AmericanRedCross / osm-stats-workers

BSD 3-Clause "New" or "Revised" License
4 stars 8 forks source link

Map pipeline #1

Closed kamicut closed 8 years ago

kamicut commented 8 years ago

The map pipeline is the following:

  1. Geo data comes from planet-stream
  2. The workers calculate the metrics but keep the geo data and add it to a cache
  3. The cache keeps the last 100 records for each hashtag
  4. The leaderboard displays the last 100 records in a loop for that hashtag's page

We need to figure out where to add the caching code. Should that be at the kinesis level, or at the lambda worker level?

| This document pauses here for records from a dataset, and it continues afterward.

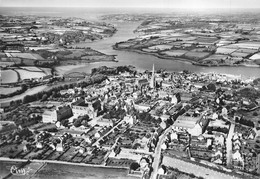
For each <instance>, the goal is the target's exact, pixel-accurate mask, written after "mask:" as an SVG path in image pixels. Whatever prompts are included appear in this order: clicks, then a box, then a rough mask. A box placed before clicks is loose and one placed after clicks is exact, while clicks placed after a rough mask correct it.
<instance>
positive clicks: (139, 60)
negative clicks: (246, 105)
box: [69, 21, 260, 78]
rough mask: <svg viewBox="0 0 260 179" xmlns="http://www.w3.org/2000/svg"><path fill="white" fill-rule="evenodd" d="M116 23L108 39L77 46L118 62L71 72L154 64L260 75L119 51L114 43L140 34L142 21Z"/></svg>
mask: <svg viewBox="0 0 260 179" xmlns="http://www.w3.org/2000/svg"><path fill="white" fill-rule="evenodd" d="M109 23H112V24H114V25H115V26H116V27H117V29H118V31H117V33H116V34H115V35H114V36H112V37H110V38H107V39H104V40H101V41H97V42H92V43H82V44H77V46H87V47H91V48H93V49H95V50H98V51H100V52H103V53H105V54H109V55H116V60H117V61H118V63H117V64H115V63H111V62H99V63H92V64H87V65H86V66H84V67H80V68H75V69H73V70H70V71H69V72H74V71H80V72H90V70H91V69H92V68H95V67H99V66H102V65H106V66H115V65H133V66H135V67H137V69H141V70H146V69H151V68H152V66H153V64H154V65H155V68H156V69H166V70H168V71H182V70H189V71H193V72H206V73H207V72H215V73H222V74H231V75H241V76H242V77H244V78H249V77H260V68H252V67H204V66H195V65H192V64H190V63H188V62H183V61H178V60H167V59H160V58H157V57H155V56H152V55H147V54H140V53H136V52H130V51H119V50H114V49H113V48H112V45H114V44H115V43H116V42H120V41H126V40H128V39H130V38H134V37H136V36H137V35H138V34H134V33H133V31H134V30H135V29H136V28H137V26H138V25H139V24H140V22H111V21H110V22H109Z"/></svg>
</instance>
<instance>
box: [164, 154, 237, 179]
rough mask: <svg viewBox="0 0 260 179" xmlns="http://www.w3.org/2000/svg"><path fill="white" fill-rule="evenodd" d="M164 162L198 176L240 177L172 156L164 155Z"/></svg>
mask: <svg viewBox="0 0 260 179" xmlns="http://www.w3.org/2000/svg"><path fill="white" fill-rule="evenodd" d="M163 164H164V165H165V166H170V167H173V168H177V169H178V170H180V171H183V172H186V173H193V174H194V175H196V176H198V177H199V176H201V177H203V178H206V179H239V178H238V177H235V176H231V175H228V174H225V173H221V172H218V171H215V170H211V169H209V168H205V167H203V166H199V165H196V164H194V163H190V162H186V161H183V160H181V159H178V158H172V157H169V156H164V158H163Z"/></svg>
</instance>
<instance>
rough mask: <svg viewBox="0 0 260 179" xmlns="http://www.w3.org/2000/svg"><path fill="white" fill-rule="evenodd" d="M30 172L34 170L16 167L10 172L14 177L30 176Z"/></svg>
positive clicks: (14, 167) (14, 166) (11, 170)
mask: <svg viewBox="0 0 260 179" xmlns="http://www.w3.org/2000/svg"><path fill="white" fill-rule="evenodd" d="M30 170H32V169H30V168H29V167H28V168H17V167H16V166H15V165H13V166H12V167H11V168H10V172H11V174H13V175H28V174H29V172H30Z"/></svg>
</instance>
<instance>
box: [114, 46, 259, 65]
mask: <svg viewBox="0 0 260 179" xmlns="http://www.w3.org/2000/svg"><path fill="white" fill-rule="evenodd" d="M113 49H114V50H120V51H126V52H135V53H139V54H145V55H153V56H155V57H157V58H160V59H164V60H172V61H180V62H184V63H188V64H191V65H195V66H203V67H248V68H260V65H257V64H238V65H229V64H220V65H211V64H209V65H208V64H200V63H197V62H194V61H193V60H190V59H186V58H176V57H170V56H162V55H159V54H158V53H149V52H144V51H142V50H137V49H120V48H117V47H115V45H113Z"/></svg>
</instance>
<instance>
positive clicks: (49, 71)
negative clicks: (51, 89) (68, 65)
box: [40, 68, 51, 75]
mask: <svg viewBox="0 0 260 179" xmlns="http://www.w3.org/2000/svg"><path fill="white" fill-rule="evenodd" d="M40 69H41V70H42V71H43V72H44V73H45V74H47V75H51V69H50V68H40Z"/></svg>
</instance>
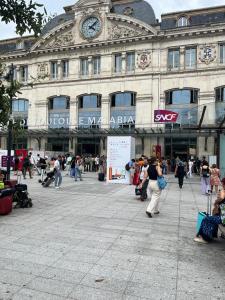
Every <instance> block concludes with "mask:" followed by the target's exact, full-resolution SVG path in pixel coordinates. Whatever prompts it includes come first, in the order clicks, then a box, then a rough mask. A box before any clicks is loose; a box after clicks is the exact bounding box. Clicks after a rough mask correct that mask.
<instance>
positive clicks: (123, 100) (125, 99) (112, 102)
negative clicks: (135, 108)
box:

cc @smit1678 @matthewhanson

matthewhanson commented 8 years ago

@kamicut what do you mean at the kinesis level? Do you mean when it is added to kinesis by planet-stream? I think it belongs in the lambda worker function. It can add the geometry to the cache when it adds it to the database.

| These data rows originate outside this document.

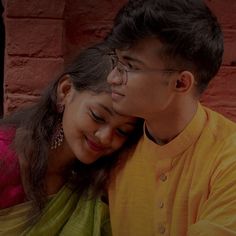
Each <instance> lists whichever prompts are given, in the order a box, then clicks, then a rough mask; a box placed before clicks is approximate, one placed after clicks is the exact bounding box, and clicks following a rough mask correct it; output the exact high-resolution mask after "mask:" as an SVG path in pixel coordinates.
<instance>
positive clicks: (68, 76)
mask: <svg viewBox="0 0 236 236" xmlns="http://www.w3.org/2000/svg"><path fill="white" fill-rule="evenodd" d="M72 89H73V85H72V81H71V78H70V76H69V75H64V76H63V77H62V78H61V79H60V81H59V83H58V86H57V102H58V103H62V104H64V103H65V99H66V98H67V97H68V95H69V94H70V93H71V92H72Z"/></svg>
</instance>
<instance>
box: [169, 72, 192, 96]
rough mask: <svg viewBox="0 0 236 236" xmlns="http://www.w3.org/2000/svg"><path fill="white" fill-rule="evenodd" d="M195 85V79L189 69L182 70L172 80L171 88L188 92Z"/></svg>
mask: <svg viewBox="0 0 236 236" xmlns="http://www.w3.org/2000/svg"><path fill="white" fill-rule="evenodd" d="M194 86H195V79H194V76H193V74H192V73H191V72H190V71H182V72H181V73H180V74H179V76H177V77H176V78H175V79H174V81H173V89H174V90H175V91H176V92H179V93H188V92H189V91H191V90H192V89H193V87H194Z"/></svg>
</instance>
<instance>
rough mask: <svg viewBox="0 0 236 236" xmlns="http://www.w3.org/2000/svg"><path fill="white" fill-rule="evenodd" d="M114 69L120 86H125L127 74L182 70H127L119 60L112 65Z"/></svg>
mask: <svg viewBox="0 0 236 236" xmlns="http://www.w3.org/2000/svg"><path fill="white" fill-rule="evenodd" d="M114 68H116V69H117V71H118V72H119V74H120V76H121V79H122V84H127V82H128V74H129V73H134V74H143V73H175V72H181V71H182V70H178V69H133V68H129V67H128V66H127V65H125V64H124V63H122V62H121V61H119V60H116V62H115V64H114Z"/></svg>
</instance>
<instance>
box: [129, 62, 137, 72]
mask: <svg viewBox="0 0 236 236" xmlns="http://www.w3.org/2000/svg"><path fill="white" fill-rule="evenodd" d="M126 68H127V69H128V70H131V71H138V70H139V68H138V67H137V66H134V65H133V64H131V63H126Z"/></svg>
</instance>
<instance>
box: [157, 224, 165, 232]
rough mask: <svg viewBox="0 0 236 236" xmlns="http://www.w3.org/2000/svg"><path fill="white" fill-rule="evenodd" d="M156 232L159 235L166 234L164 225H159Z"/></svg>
mask: <svg viewBox="0 0 236 236" xmlns="http://www.w3.org/2000/svg"><path fill="white" fill-rule="evenodd" d="M158 231H159V233H160V234H164V233H165V232H166V228H165V227H164V225H159V228H158Z"/></svg>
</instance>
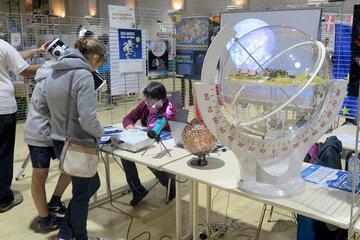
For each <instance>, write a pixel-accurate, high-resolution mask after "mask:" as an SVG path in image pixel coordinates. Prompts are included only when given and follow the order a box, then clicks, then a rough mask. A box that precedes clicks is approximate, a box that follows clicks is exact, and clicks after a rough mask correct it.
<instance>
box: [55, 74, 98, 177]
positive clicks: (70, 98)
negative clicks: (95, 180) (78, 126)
mask: <svg viewBox="0 0 360 240" xmlns="http://www.w3.org/2000/svg"><path fill="white" fill-rule="evenodd" d="M74 74H75V71H74V72H73V73H72V74H71V77H70V83H69V90H68V93H67V99H66V123H65V134H66V135H65V144H64V148H63V150H62V152H61V156H60V170H61V171H62V172H63V173H66V174H68V175H71V176H75V177H83V178H90V177H93V176H94V175H95V174H96V172H97V165H98V163H99V149H100V148H99V144H97V143H91V142H86V141H79V140H76V139H73V138H72V137H71V136H70V135H69V132H68V127H69V115H70V103H71V91H72V86H73V81H74Z"/></svg>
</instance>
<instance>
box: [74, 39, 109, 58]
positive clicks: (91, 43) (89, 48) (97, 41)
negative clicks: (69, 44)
mask: <svg viewBox="0 0 360 240" xmlns="http://www.w3.org/2000/svg"><path fill="white" fill-rule="evenodd" d="M74 47H75V48H76V49H77V50H79V51H80V52H81V54H82V55H83V56H84V57H85V58H88V57H89V55H91V54H96V55H98V56H100V57H101V58H103V59H104V58H105V55H106V48H105V46H104V44H102V43H101V42H99V41H98V40H95V39H91V38H90V39H88V38H85V37H82V38H79V39H78V40H77V41H76V43H75V45H74Z"/></svg>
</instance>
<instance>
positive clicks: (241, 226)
mask: <svg viewBox="0 0 360 240" xmlns="http://www.w3.org/2000/svg"><path fill="white" fill-rule="evenodd" d="M220 191H221V190H218V191H217V193H216V194H215V196H214V197H213V199H212V208H213V206H214V200H215V198H216V197H217V196H218V194H219V193H220ZM229 205H230V193H228V196H227V206H226V211H225V216H226V217H225V219H224V222H219V223H216V222H214V223H213V224H212V226H209V223H207V222H205V224H206V228H207V229H208V230H209V231H210V236H207V238H208V239H209V238H210V237H213V238H214V239H219V238H221V237H222V236H223V235H224V234H225V233H227V232H230V231H237V232H240V235H237V236H239V237H240V236H241V237H246V238H247V239H249V240H250V239H251V238H252V237H253V235H254V234H246V233H244V232H245V231H249V230H251V231H255V232H256V231H257V229H256V228H253V227H244V226H242V225H241V219H233V218H231V217H229V216H228V209H229ZM212 211H213V210H212Z"/></svg>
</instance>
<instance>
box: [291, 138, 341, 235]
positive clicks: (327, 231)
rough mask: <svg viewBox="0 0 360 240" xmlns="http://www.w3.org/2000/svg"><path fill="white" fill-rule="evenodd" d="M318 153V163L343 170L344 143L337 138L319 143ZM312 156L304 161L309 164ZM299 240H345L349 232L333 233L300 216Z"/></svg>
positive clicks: (316, 159) (331, 138)
mask: <svg viewBox="0 0 360 240" xmlns="http://www.w3.org/2000/svg"><path fill="white" fill-rule="evenodd" d="M316 145H317V147H318V152H317V154H316V162H315V163H314V164H319V165H322V166H324V167H330V168H335V169H340V170H341V152H342V143H341V141H340V140H339V139H338V138H337V137H335V136H331V137H328V138H327V139H326V141H325V142H324V143H317V144H316ZM310 158H311V156H310V154H307V156H306V157H305V159H304V161H305V162H309V160H310ZM297 220H298V232H297V239H298V240H323V239H326V240H345V239H347V231H346V230H345V229H341V228H337V229H336V230H333V231H331V230H330V229H329V228H328V227H327V225H326V224H325V223H324V222H321V221H318V220H315V219H312V218H309V217H305V216H302V215H300V214H299V215H298V218H297Z"/></svg>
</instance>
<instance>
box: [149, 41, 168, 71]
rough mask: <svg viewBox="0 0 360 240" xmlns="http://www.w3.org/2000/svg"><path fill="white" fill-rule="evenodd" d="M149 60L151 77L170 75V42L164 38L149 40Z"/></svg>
mask: <svg viewBox="0 0 360 240" xmlns="http://www.w3.org/2000/svg"><path fill="white" fill-rule="evenodd" d="M147 47H148V62H149V69H148V70H149V73H148V76H149V77H150V78H158V77H166V76H168V75H169V42H168V41H164V40H149V41H147Z"/></svg>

kamicut commented 8 years ago

I was thinking that it could be possible to fire two types of lambda functions, one that stores in cache and one that calculates the metrics. There would be a separation of concerns and it could be simpler to debug. The disadvantage is that they might get out of sync.

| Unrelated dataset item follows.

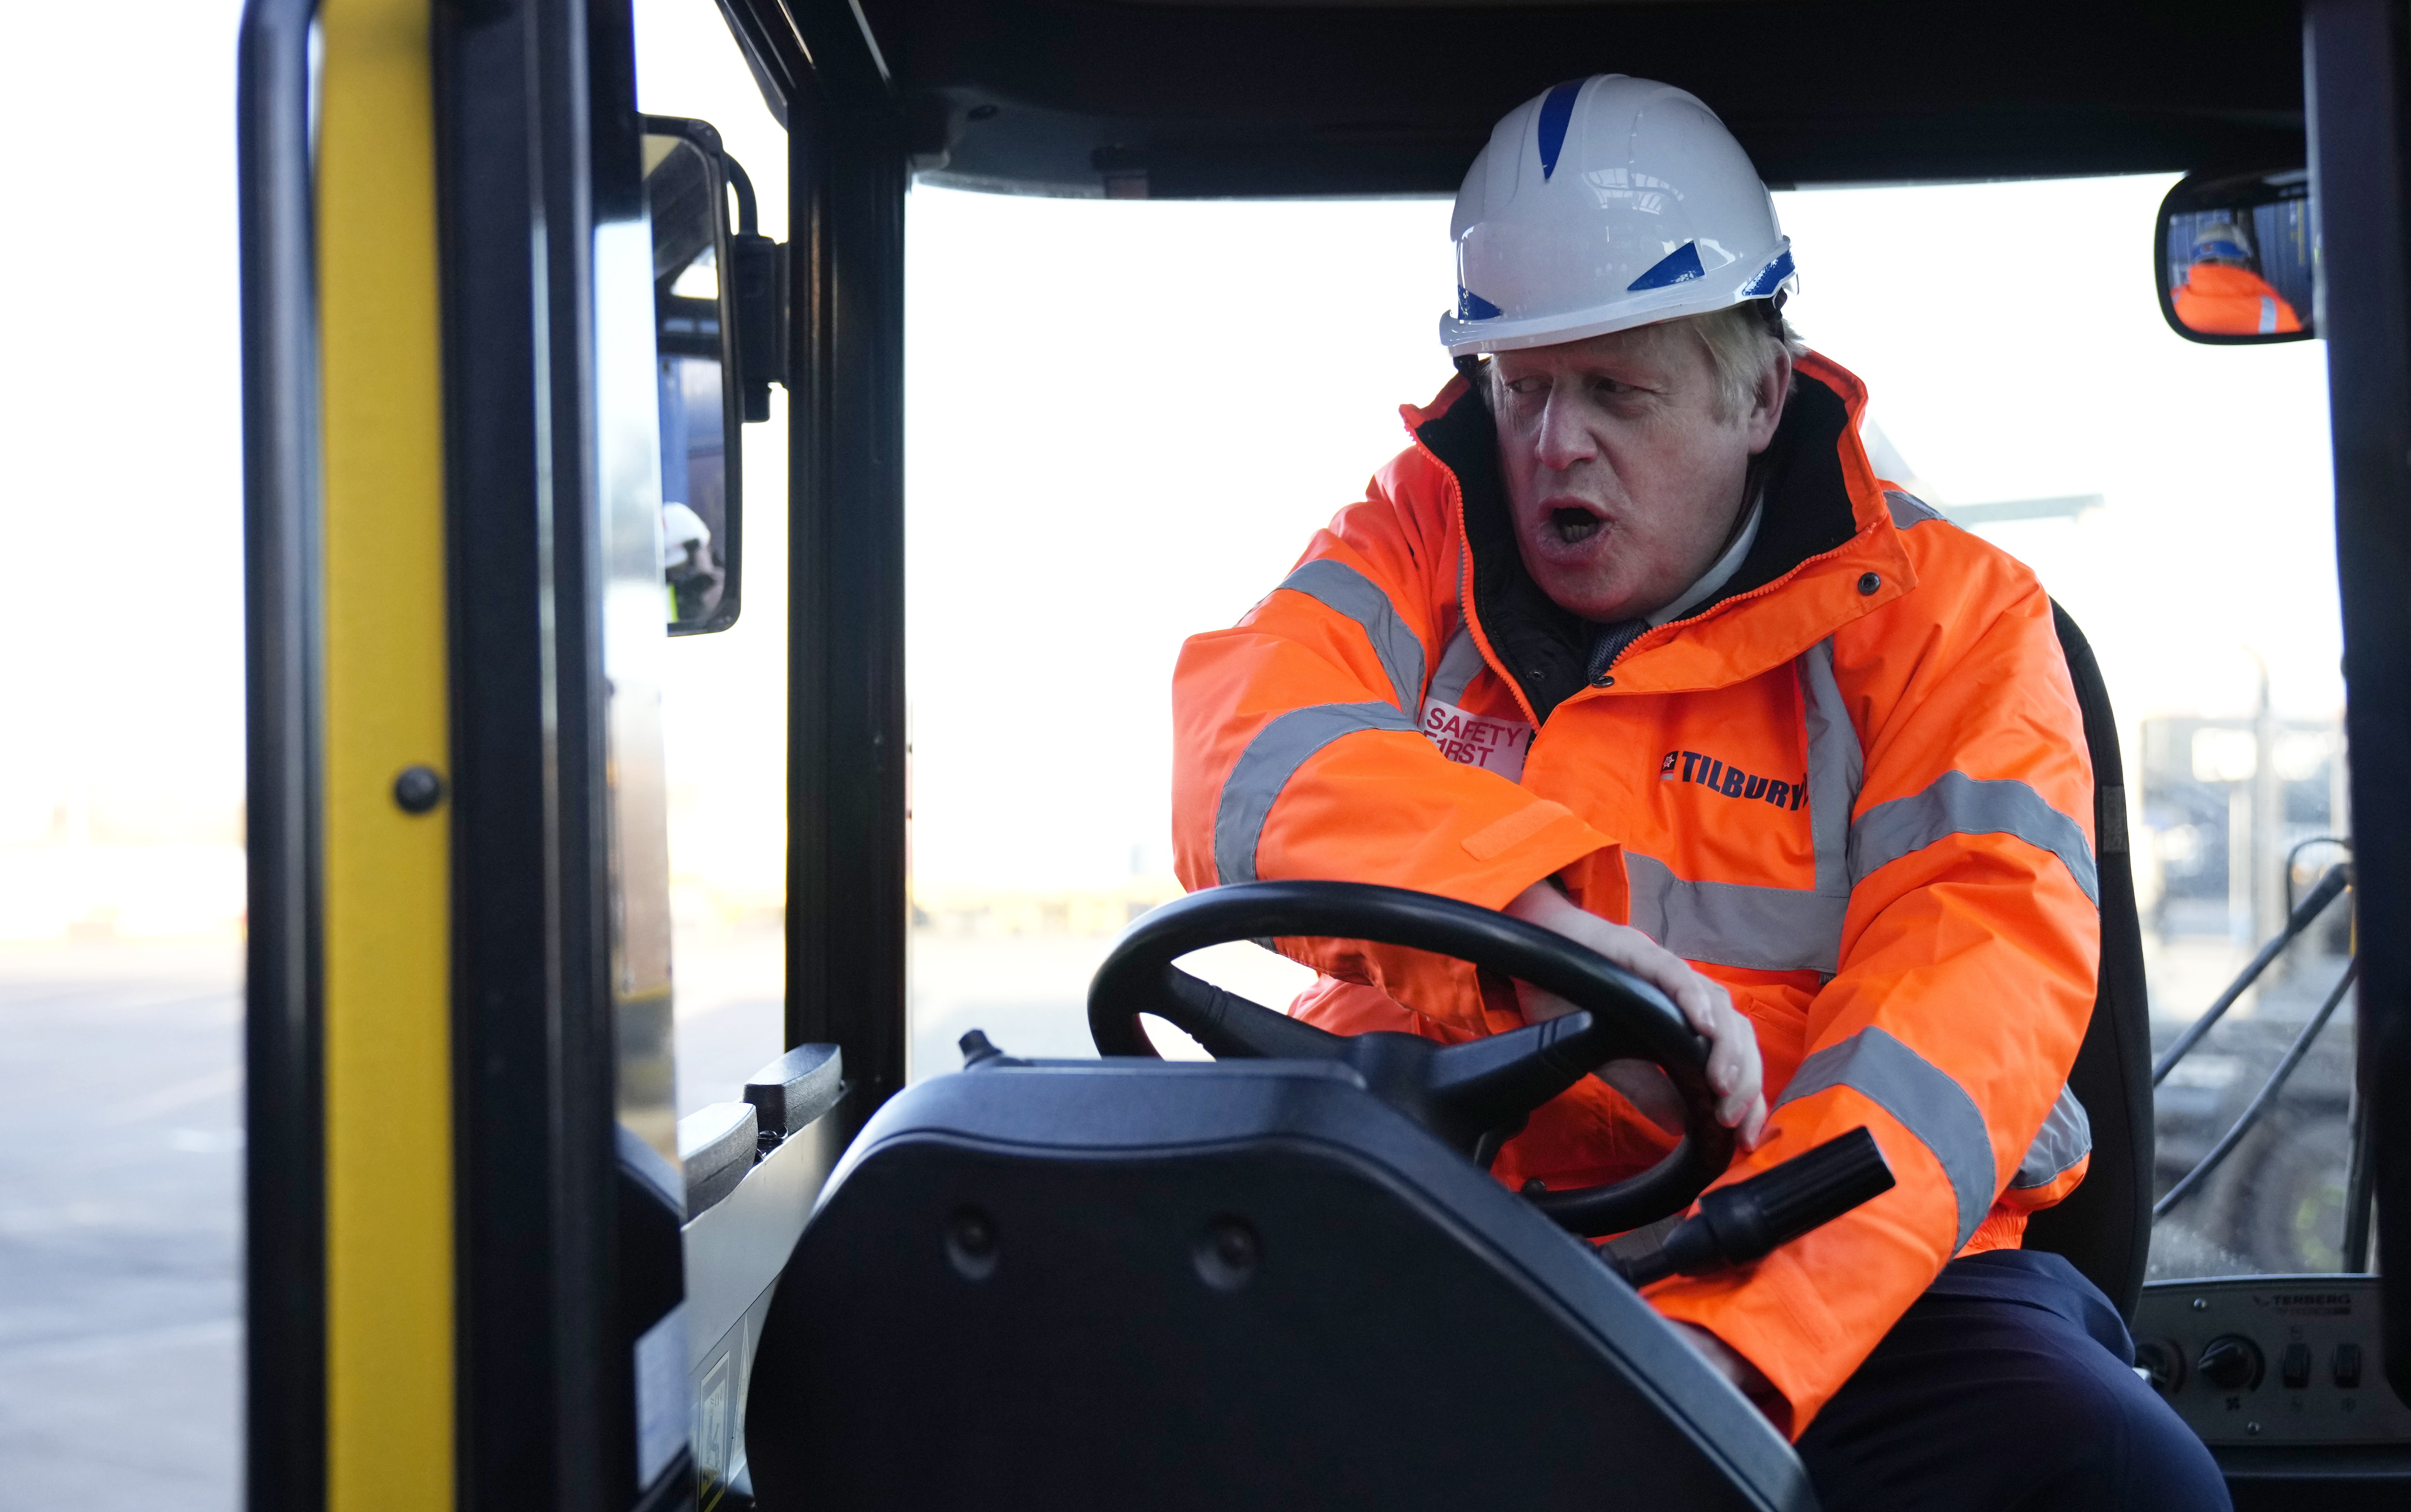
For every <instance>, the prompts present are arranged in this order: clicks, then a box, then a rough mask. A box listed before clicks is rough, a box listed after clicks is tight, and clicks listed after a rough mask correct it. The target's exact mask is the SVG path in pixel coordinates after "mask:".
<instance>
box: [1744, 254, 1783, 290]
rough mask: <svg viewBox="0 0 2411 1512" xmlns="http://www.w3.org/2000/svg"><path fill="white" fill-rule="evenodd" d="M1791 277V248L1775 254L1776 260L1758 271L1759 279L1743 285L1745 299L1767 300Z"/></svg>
mask: <svg viewBox="0 0 2411 1512" xmlns="http://www.w3.org/2000/svg"><path fill="white" fill-rule="evenodd" d="M1787 277H1791V248H1789V246H1787V248H1784V251H1779V253H1774V260H1772V263H1767V265H1765V268H1760V270H1758V277H1753V280H1750V282H1746V285H1741V297H1743V299H1765V297H1770V294H1772V292H1774V289H1779V287H1784V280H1787Z"/></svg>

matthewhanson commented 8 years ago

That certainly would be easier to debug, especially given the difficulties in unraveling the large amount of data in the lambda logs. Firing a second lambda function off the same kinesis stream would be no problem. What problems would we have if they got out of sync?

kamicut commented 8 years ago

It would be more of a display problem: the leaderboards would show different total edits then the map view. This would be most apparent for mappers that commit large changesets infrequently. Their edits would make the map but the leaderboard would be delayed.

I don't think this is a huge issue as long as we can process large changesets in a reliable way.

matthewhanson commented 8 years ago

I don't think it will end up being noticeable for the vast majority of users, as it looks like only a handful that prefer large commits.

dalekunce commented 8 years ago

Keep in mind these were all very new mappers using only iD. Other mapathons have experienced users using JOSM all night long. I also usually favor the big commit >500+ changes.